SXSW: Imagine a Practical, Low-Cost Circuit Board Assembly System (Video)
SXSW Create is one of a handful of sub-shows at SXSW which don't require an expensive badge — it's maker-oriented and small, and a few blocks from the slicker parts of the convention. (The local ATX Hackerspace was there showing off robots and giving out soldering lessons and blinkies, without a single corporate pitch.) Under the same tent, I met with Jeff McAlvay, co-creator of Board Forge, which Jeff hopes will make small-run circuit board creation as easy and accessible as small-scale 3-D printing has become in the last few years. ("Think MakerBot for electronics.") The prototype hardware McAlvay had on hand looks -- in fact, is a 3-D printer, albeit one lower-slung than the ones that make plastic doo-dads. That's because the Board Forge's specialized task of assembling circuit boards requires only limited vertical movement. It's using the open-source OpenCV computer vision software and a tiny camera mounted on a movable head to accomplish the specialized task of selecting and placing components onto the boards. The tiny electronic components are lined up in strips on one side of the device, where that smart head can grab them for placement. The brains of the operation include an Arduino-family processor for basic controls, and a Raspberry Pi for the higher-level functions like computer vision. The projected cost for one of these machines — about $2000 — should put instant-gratification machine-aided circuit creation in reach of schools and serious hobbyists, but there's plenty of work before it's set for sale to the public; look for a Kickstarter project in the next few months.
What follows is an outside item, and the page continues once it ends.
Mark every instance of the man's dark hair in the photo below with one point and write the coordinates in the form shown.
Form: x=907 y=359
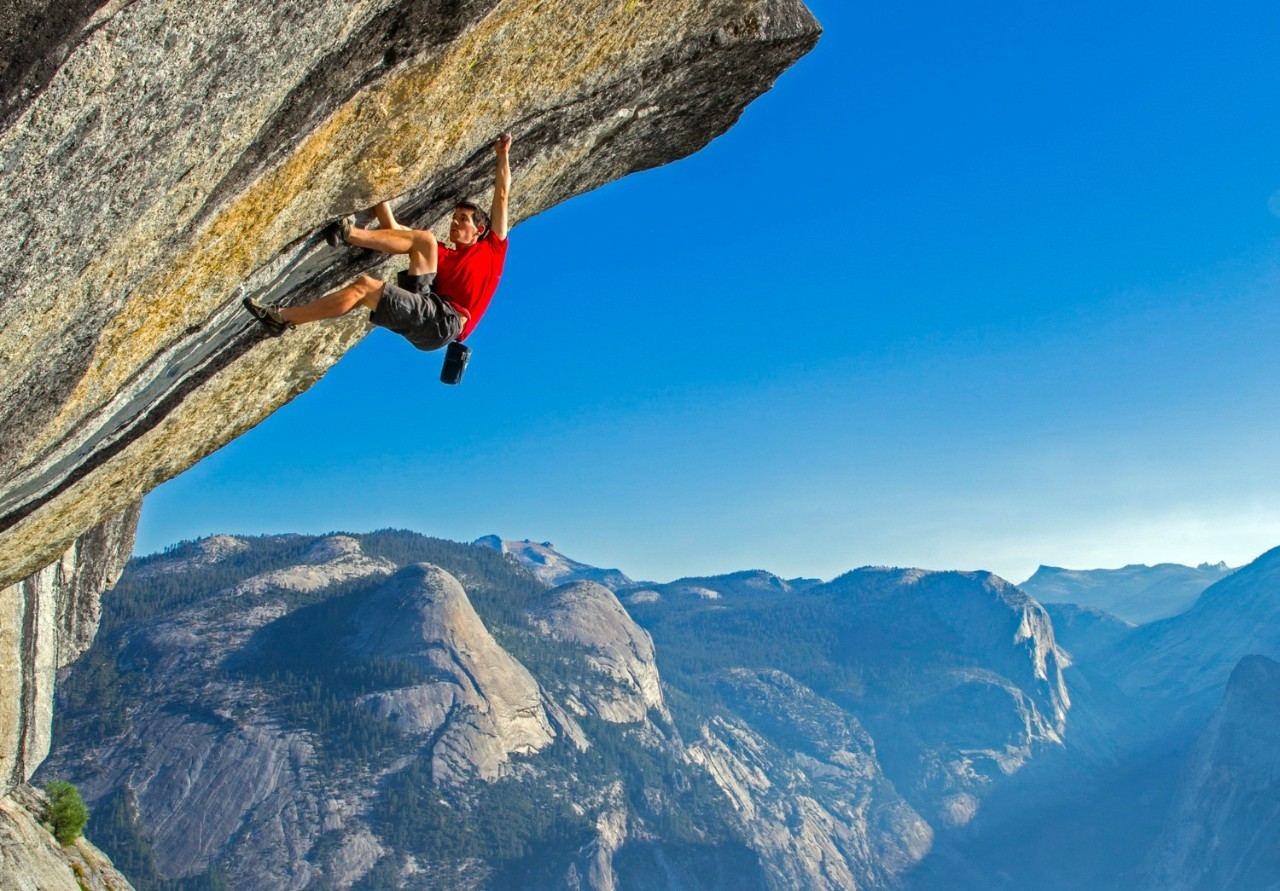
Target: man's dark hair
x=478 y=216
So, inkjet a wax and asphaultum solution through a heated nozzel, touch gently with a few passes from a hot air blower, then dunk the whole thing in the etching bath.
Wait a preprogrammed amount of time, fish it out, then plunk it in hot soapy water, agitate, then hang up to dry.
(News for nerds: beeswax and asphaultum have been used as a deep etching mask for centuries, and is used to mask iron cutlery blades for acid etched artwork. Filtered mixtures of the stuff would lend themselves very well to existing 3d print systems, as it is both cheap, and reusable, with a low melting point. Copper etches much faster than iron, and the depth of etching is far shallower. The most expensive product involved would be the acid etchant itself, and let's face it, a strong solution of CLR will work just fine here, as would dollarstore knockoff HCl based toilet cleansing gel, and those are both pretty damned cheap.)
Unless you have some mysterious reason for insisting that the control electronics duplicate, rather than supplement, the ridiculously powerful, RAM-heavy, and massively-mass-storaged computer that you can buy for $200 and use for all kinds of neat stuff, is there a problem with AVRs?
If you are doing a circuit design(or even just downloading one from somebody who did) you presumably own a computer massively more powerful than any microcontroller or embedded system(not counting 'embedded' systems that are server gear with extended temperature ratings put in the same box as the device being controlled) ever made. That PC won't have many PWM outputs, and any DACs and ADCs it has will probably be horribly tweaked in favor of pleasing sound, since they'll be on the sound card; but it will otherwise have ridiculous power to spare.
Microcontrollers make excellent complements, since they have pitiful computational and RAM specs; but tend to be well supplied with PWMs and ADCs. Why reinvent the PC as part of the machine?